Jointly L21-regularized and L01-constrained Multitask Lasso models package 
------------------------------------

Copyright (c) 2017 Liang Zhao
George Mason University


Please cite the following paper in any work that uses this material:

@article{zhao2017feature,
  title={Feature constrained multi-task learning models for spatiotemporal event forecasting},
  author={Zhao, Liang and Sun, Qian and Ye, Jieping and Chen, Feng and Lu, Chang-Tien and Ramakrishnan, Naren},
  journal={IEEE Transactions on Knowledge and Data Engineering},
  volume={29},
  number={5},
  pages={1059--1072},
  year={2017},
  publisher={IEEE}
}

The Multitask Lasso models package is a free software; you can 
redistribute it and/or modify it under the terms of the GNU General Public 
License as published by the Free Software Foundation; either current version of the 
License, or (at your option) any later version.

The Multitask Lasso models package is distributed in the hope that it will 
be useful, but WITHOUT ANY WARRANTY; without even the implied warranty of 
MERCHANTABILITY or FITNESS FOR A PARTICULAR PURPOSE. See the GNU General Public 
License for more details.

You should have received a copy of the GNU General Public License along 
with this software; if not, write to the Free Software Foundation, Inc., 
59 Temple Place, Suite 330, Boston, MA 02111-1307 USA.

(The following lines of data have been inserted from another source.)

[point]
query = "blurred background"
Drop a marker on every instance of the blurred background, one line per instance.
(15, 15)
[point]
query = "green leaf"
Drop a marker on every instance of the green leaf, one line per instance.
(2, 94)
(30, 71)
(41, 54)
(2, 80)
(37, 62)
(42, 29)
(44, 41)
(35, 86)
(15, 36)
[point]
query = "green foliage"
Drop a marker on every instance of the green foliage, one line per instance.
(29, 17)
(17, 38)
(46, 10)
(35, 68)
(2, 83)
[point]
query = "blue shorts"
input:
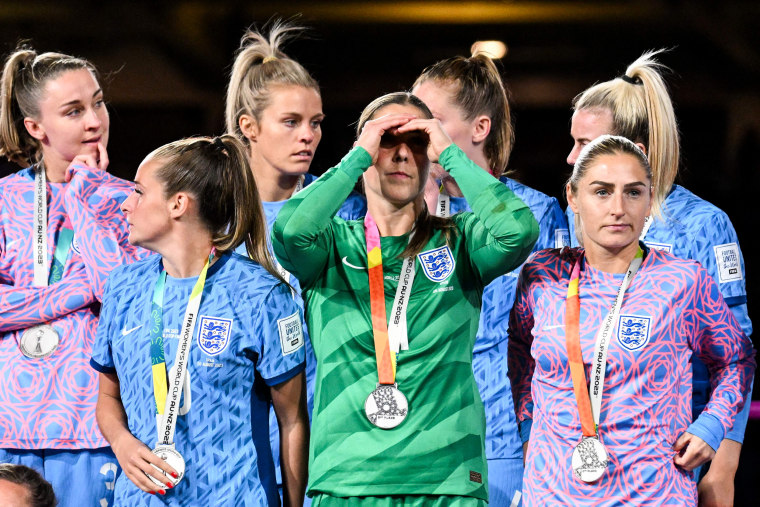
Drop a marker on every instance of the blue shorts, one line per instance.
(504, 478)
(79, 477)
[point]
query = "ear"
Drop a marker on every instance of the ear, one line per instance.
(178, 205)
(34, 128)
(571, 199)
(481, 127)
(249, 127)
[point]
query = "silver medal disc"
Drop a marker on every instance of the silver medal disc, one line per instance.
(39, 341)
(174, 459)
(589, 459)
(386, 407)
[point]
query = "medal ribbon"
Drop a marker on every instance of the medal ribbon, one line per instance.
(589, 402)
(167, 402)
(389, 339)
(43, 277)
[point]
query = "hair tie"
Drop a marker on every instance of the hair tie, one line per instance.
(631, 80)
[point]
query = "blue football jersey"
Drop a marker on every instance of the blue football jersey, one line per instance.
(248, 335)
(692, 228)
(354, 207)
(489, 359)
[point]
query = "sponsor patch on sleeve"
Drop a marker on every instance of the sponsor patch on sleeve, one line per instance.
(727, 260)
(291, 333)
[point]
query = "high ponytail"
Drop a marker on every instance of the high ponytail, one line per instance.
(25, 76)
(260, 64)
(642, 112)
(216, 173)
(479, 91)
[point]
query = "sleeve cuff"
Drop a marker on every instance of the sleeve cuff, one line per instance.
(525, 427)
(102, 369)
(279, 379)
(708, 428)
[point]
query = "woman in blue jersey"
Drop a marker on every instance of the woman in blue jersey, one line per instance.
(61, 233)
(637, 106)
(274, 108)
(469, 98)
(225, 328)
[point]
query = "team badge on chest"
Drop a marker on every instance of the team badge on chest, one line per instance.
(214, 335)
(633, 331)
(437, 264)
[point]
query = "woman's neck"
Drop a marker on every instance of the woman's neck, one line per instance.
(611, 260)
(273, 186)
(55, 170)
(392, 219)
(185, 259)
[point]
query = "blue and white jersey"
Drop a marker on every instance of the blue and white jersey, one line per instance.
(354, 207)
(692, 228)
(248, 334)
(489, 359)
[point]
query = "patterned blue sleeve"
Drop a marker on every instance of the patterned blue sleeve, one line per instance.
(279, 325)
(553, 230)
(102, 358)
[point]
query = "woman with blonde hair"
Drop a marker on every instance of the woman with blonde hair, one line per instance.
(601, 343)
(398, 419)
(181, 398)
(637, 106)
(61, 233)
(469, 98)
(274, 107)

================================================================================

1. Introduction
---------------

This software package includes implementations of a Regularized MTFL model, described in the paper above. 
Please refer to the papers for an overview of the models. The command line 
parameters for this software will follow the notation from the papers.


2. Revision History
-------------------

v0.1:  Mar 6, 2019 - Initial release.


3. Environment Requirement
---------------

Matlab 2011 or newer version


4. Example Usage
--------

To run the code, run the following command lines:

% for training
>> load('data.mat')
>> [Ws,c2p_dict] = CMTFL_III_train(X_tr,Y_tr,5,6,1)
% for predicting
>> [pred_Ys] = CMTFL_III_predict(X_te,Y_te,Ws,6,locs)

5. Input Format of run_MTL
---------------

X_tr: a cell vector <1*t cell> denoting the inputs for t tasks on training set. Each cell is a matrix whose columns denote the features and rows denote the time intervals.
Y_tr: a cell vector <1*t cell> denoting the output t tasks on training set. Each cell is a matrix whose rows denote the time intervals. In the matrix, the value 0 and 1 denote nonexistent and existent of event on current time interval, respectively.
X_te: a cell vector <1*t cell> denoting the input t tasks on training set. Each cell is a matrix whose rows denote the time intervals.
Y_te: a cell vector <1*t cell> denoting the output t tasks on training set. Each cell is a matrix whose rows denote the time intervals. In the matrix, the value 0 and 1 denote nonexistent and existent of event on current time interval, respectively.
locs: a cell vector <1*t cell> denoting the names of the t tasks.
init: a boolean value denoting whether or not we update the initial parameters.
numD: number of features under L01 norm constraint (i.e., W_D in % Equation (6) in the paper.
conD: upper bound of the selected features under L01 norm % constraint (i.e., v in Euquation (6) in the paper.
lambda: regularization parameter for L21 norm.

6. Output Format
----------------
Ws: weights matrix for all the t tasks.
pred_Ys: predicted results for all the t tasks.